A przecież, tak naprawdę, społeczność polska na Litwie od dawna oczekiwała zmian. Trwała czasem w najtrudniejszej kołchozowej poniewierce, ale zachowując swoją polskość, swój honor, wiarę, tradycje, język. Z ulgą, radością i nadzieją otwierała swe ramiona dla zachodzących zmian. Z dumą oczekiwała zachodnich wartości, gdzie wszystko miało być uczciwe, sprawiedliwe, demokratyczne. Oczekiwała na to nawet z pewną nabożną czcią. I co? I nic.

Jakże inną, jakże zawodną okazała się rzeczywistość. Oczywiście, byli tacy jak w ustroju sowieckim, którzy się zrusyfikowali, podobnie jak i teraz – znalazła się grupka osób, akceptująca nową teorię: kim jesteśmy i dokąd mamy zmierzać. Ale to wyjątki. Niełatwo było się zorientować, co się dzieje i jak się zachować, ale społeczność polska okazała się na wysokości zadania, świadoma swych praw i gotowa stawać w obronie swoich interesów.

Tymczasem rozpoczęło się budowanie nowego życia w państwie wolnym, niby demokratycznym. „Magazyn Wileński” usiłował trzymać rękę na pulsie zachodzących procesów. Niezależni, przez nikogo nie finansowani, więc wolni, nikt nas nie cenzurował. Różne wydarzenia i publikacje tamtych lat można dziś rozkładać wte i wewte. Było wszystko. Różni wpływowi i krzykliwi działacze społeczni, ba, nawet przywódcy państwa z niesamowitym rozgrzaniem z ekranów telewizorów, na różnych wiecach próbowali potępić nas w czambuł.

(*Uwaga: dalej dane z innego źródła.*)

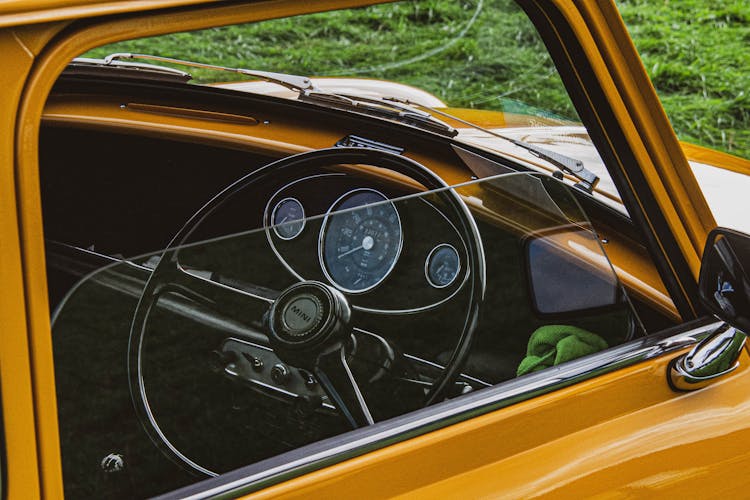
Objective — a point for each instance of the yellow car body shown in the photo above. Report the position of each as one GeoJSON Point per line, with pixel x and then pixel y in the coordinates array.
{"type": "Point", "coordinates": [616, 432]}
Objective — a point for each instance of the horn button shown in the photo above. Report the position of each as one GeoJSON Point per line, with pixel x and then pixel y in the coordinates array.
{"type": "Point", "coordinates": [307, 318]}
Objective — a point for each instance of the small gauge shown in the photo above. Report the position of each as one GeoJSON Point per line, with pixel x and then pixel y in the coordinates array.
{"type": "Point", "coordinates": [288, 218]}
{"type": "Point", "coordinates": [442, 266]}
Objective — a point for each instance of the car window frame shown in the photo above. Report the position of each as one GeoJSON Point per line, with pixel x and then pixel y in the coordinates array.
{"type": "Point", "coordinates": [83, 35]}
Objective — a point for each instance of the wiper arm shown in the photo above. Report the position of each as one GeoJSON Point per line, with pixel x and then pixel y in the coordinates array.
{"type": "Point", "coordinates": [588, 179]}
{"type": "Point", "coordinates": [292, 82]}
{"type": "Point", "coordinates": [403, 112]}
{"type": "Point", "coordinates": [304, 86]}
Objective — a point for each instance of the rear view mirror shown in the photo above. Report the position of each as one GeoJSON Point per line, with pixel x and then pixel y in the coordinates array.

Ale byliśmy pewni swych racji. I dziś jakoś nie przypominam, by za któryś krok, którąś publikację, jako współwydawca czy redaktor naczelny miałbym żałować bądź się wstydzić. Życie z każdym rokiem coraz dobitniej dowodzi, że wybraliśmy słuszną pozycję – służenie prawdzie, takiej prawdzie, jaką rozumieliśmy i uważaliśmy za słuszną. Oczywiście, zawsze łatwiej byłoby płynąć z prądem słusznej ideologii i propagandy. Nie zawracać sobie głowy tym, aby spojrzeć głębiej. I dotacja wówczas wcześniej by się zjawiła, i – powtórzę za Wincukiem – „w życiu lżej by było kołdybać się”. Ale czyż o to chodzi?!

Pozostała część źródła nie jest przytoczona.